Julie Okoh Abah: A Champion for Women’s Rights and Social Justice
Julie Okoh Abah is an environmental activist and female compere from Benue State, Nigeria. She is a passionate advocate for women’s rights and social justice and has spoken out against rape and other forms of violence against women.
In this interview, she bares it all about her struggles with rape cases and social injustice and discusses her work to help other women who have experienced similar trauma.
She is a powerful and inspiring voice for women’s rights, and her story is sure to resonate with anyone who is passionate about creating a more just and equitable world.
In a world clearly dominated by men, what motivated you to become an event Compère?
In life, we all have that tinge of what we actually are on the inside. I have always wanted to be an entertainer as a growing child, but during my growing years, it’s unheard of that you are not aspiring to be a doctor, a lawyer, or nurse but an entertainer, it skipped me then. I knew I had it so when the opportunity came, I grabbed the microphone. I just didn’t see men in 2007 when I started, I just saw me doing my thing. In a nutshell, I can say it was a passion
You have been spotted many times working as an environmental and gender activist. What has it been like?
Passion for humanity getting things done right standing up to the ills of society and speaking about them. I come from a coal mining community and yes, the people have coal but no royalties for what the company was taking and I didn’t want a repeat of Ogoni land so with that knowledge, I took up the fight, and thanks to social media we are here. For Gender, every woman needs a voice to speak where she cannot speak and I made myself available. It has not been easy working in these areas especially defending the girl child victims of molestation.
Can you describe your challenges as a woman in these roles?
Our judicial system especially, has been a challenge. You find a clear case of child rape and abuse; you follow up and you are frustrated with back-and-forth adjournment. It’s a huge challenge. As I speak, over 14 rape cases from spot to court no judgment, and all culprits walking free on the streets. But all the same, we keep pushing. I have used social media to raise awareness and it’s getting attention from some partners especially; I have a partner Global Initiative for Food Preservation and Ecosystem Protection GISEP they have been very helpful.
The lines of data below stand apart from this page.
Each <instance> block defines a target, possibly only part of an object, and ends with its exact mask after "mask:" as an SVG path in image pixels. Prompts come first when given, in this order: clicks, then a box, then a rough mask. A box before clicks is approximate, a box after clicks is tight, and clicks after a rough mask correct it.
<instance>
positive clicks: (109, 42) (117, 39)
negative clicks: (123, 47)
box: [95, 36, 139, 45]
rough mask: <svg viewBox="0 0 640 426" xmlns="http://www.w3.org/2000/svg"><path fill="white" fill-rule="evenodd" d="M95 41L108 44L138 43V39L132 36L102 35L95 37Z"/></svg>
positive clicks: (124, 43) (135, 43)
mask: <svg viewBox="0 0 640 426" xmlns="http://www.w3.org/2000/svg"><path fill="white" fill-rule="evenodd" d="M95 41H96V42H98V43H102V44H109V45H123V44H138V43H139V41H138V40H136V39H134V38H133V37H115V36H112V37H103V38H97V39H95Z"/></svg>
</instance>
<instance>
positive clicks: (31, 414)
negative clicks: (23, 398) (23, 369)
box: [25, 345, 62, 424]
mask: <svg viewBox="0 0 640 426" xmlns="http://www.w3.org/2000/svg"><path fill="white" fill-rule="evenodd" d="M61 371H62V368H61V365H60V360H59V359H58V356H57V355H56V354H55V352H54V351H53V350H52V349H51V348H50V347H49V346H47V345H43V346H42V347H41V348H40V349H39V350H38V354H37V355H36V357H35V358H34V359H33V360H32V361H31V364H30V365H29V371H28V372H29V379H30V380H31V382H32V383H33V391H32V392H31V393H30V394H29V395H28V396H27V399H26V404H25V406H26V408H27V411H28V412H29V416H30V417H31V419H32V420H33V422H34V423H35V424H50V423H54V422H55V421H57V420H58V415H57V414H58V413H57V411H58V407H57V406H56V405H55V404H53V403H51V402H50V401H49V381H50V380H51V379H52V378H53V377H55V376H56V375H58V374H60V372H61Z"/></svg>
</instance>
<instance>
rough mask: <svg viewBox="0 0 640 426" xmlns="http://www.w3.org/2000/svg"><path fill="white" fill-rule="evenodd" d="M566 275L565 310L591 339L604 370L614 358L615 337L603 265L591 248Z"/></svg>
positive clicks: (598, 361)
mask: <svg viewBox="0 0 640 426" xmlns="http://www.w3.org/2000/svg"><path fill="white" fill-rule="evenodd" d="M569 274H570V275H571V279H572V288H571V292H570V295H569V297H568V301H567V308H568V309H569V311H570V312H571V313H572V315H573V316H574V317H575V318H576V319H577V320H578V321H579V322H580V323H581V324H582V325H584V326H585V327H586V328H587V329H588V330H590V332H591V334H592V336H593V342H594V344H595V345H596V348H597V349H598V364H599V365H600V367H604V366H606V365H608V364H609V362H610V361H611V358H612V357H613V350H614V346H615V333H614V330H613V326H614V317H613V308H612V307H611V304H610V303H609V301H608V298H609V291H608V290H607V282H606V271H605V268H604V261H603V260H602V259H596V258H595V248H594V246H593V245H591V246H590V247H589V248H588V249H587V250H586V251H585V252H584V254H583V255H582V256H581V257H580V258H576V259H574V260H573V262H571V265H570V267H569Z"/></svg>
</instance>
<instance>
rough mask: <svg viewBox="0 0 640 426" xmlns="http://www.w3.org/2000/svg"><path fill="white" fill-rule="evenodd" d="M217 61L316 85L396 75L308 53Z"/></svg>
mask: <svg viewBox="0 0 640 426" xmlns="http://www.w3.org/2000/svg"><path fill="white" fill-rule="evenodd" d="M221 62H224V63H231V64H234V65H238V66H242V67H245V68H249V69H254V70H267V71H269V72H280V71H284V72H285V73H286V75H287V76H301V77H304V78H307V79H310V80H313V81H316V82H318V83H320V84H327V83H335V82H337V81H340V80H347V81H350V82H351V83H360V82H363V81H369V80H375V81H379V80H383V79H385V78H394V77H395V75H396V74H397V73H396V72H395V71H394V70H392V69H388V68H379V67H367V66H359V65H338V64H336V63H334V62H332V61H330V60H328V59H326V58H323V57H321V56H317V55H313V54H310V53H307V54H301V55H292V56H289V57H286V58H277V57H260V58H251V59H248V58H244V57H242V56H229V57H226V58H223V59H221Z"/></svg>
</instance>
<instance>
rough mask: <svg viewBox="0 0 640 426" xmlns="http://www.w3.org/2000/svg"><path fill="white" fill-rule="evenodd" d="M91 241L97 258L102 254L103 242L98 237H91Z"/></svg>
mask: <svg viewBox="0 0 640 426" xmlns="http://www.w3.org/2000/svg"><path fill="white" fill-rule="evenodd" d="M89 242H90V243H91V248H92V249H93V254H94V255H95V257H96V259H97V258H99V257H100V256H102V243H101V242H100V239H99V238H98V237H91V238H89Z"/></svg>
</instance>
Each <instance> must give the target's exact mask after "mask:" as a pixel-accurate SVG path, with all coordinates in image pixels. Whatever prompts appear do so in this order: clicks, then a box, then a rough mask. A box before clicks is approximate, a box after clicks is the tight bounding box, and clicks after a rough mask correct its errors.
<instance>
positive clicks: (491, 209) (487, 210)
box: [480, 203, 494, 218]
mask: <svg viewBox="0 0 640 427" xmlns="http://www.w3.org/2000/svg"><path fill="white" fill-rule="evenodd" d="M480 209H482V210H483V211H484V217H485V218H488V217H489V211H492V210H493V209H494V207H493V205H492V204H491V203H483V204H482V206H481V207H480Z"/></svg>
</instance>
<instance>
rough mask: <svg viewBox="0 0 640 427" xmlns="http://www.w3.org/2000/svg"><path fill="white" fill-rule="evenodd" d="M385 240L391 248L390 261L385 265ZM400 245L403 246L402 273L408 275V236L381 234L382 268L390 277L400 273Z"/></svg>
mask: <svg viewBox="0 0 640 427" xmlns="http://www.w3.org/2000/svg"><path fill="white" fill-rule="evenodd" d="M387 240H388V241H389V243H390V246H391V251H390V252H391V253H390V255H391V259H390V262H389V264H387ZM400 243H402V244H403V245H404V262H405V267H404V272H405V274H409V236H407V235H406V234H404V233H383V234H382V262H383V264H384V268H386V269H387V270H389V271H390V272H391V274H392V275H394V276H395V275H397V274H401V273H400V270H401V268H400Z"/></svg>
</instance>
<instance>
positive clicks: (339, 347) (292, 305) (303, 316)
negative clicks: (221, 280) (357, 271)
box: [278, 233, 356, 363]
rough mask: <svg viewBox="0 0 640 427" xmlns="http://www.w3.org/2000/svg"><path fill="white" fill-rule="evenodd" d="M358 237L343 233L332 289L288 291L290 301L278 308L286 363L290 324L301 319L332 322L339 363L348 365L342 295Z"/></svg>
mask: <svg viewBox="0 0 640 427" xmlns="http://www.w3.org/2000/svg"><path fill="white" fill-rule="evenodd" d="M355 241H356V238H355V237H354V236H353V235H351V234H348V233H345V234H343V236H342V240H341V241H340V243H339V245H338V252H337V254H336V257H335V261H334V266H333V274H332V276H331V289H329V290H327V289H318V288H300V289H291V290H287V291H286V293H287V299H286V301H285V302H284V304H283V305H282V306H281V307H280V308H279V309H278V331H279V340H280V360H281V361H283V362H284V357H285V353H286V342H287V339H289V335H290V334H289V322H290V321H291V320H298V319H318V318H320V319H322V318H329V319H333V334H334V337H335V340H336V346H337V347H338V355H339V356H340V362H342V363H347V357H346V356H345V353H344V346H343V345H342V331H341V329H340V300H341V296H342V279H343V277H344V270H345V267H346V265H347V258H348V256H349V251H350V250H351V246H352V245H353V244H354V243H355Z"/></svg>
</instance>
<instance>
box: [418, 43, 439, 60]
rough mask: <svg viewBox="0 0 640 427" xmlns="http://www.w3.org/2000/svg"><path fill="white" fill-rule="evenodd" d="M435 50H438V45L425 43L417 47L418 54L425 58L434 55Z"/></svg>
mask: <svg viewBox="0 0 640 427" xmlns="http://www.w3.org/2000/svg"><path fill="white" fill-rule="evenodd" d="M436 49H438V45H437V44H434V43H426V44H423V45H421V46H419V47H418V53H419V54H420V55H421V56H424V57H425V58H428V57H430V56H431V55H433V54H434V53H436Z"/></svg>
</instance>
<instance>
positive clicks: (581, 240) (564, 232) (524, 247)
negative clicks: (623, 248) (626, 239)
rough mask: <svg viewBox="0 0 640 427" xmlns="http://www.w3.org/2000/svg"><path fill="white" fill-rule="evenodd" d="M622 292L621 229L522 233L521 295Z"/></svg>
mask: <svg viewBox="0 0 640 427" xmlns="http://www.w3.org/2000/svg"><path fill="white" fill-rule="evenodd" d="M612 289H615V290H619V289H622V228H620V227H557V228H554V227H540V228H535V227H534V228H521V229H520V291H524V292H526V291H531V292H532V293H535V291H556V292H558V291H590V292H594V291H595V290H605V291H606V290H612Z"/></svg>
Would you like to highlight some of the most pressing environmental and gender issues facing Nigeria today?
The Environmental issues are Carbon emissions from fossil fuels. Secondly, the Mining Act has no provision for mining communities to benefit. If you must mine, give the host communities basic amenities to ease their lives. You can be making so much from deposits of solid minerals and all the people see are machines and the sounds of blast of rocks and mountains. Women are at the receiving end of all malfunctions of our society be it crisis or out of crisis.
What are some of the successes that you have achieved in your work as an environmental/gender activist?
Wow… successes have been huge to some extent with aid from partners, we gave the women market money up to 50,000 naira per woman and we formed them into corporative societies and we are seeing results. Then we have gone further to campaign for renewable energy using solar. We distributed to 65 households in Owukpa mining community in Benue state.
What are your hopes and goals for the future of environmental and gender activism in Nigeria?
My hope is Nigeria as a country should begin to migrate towards adaptation to climate change. I want to be able to mobilize communities affected by resilience to a changing climate and also to conserve our Ecosystem. People need to be aware of what climate change is about and its effects.
If you were to advise other women who are interested in becoming like you in the future what would you tell them?
Women, I tell them to check within themselves there is something they can do to improve and impact themselves and their community and generation.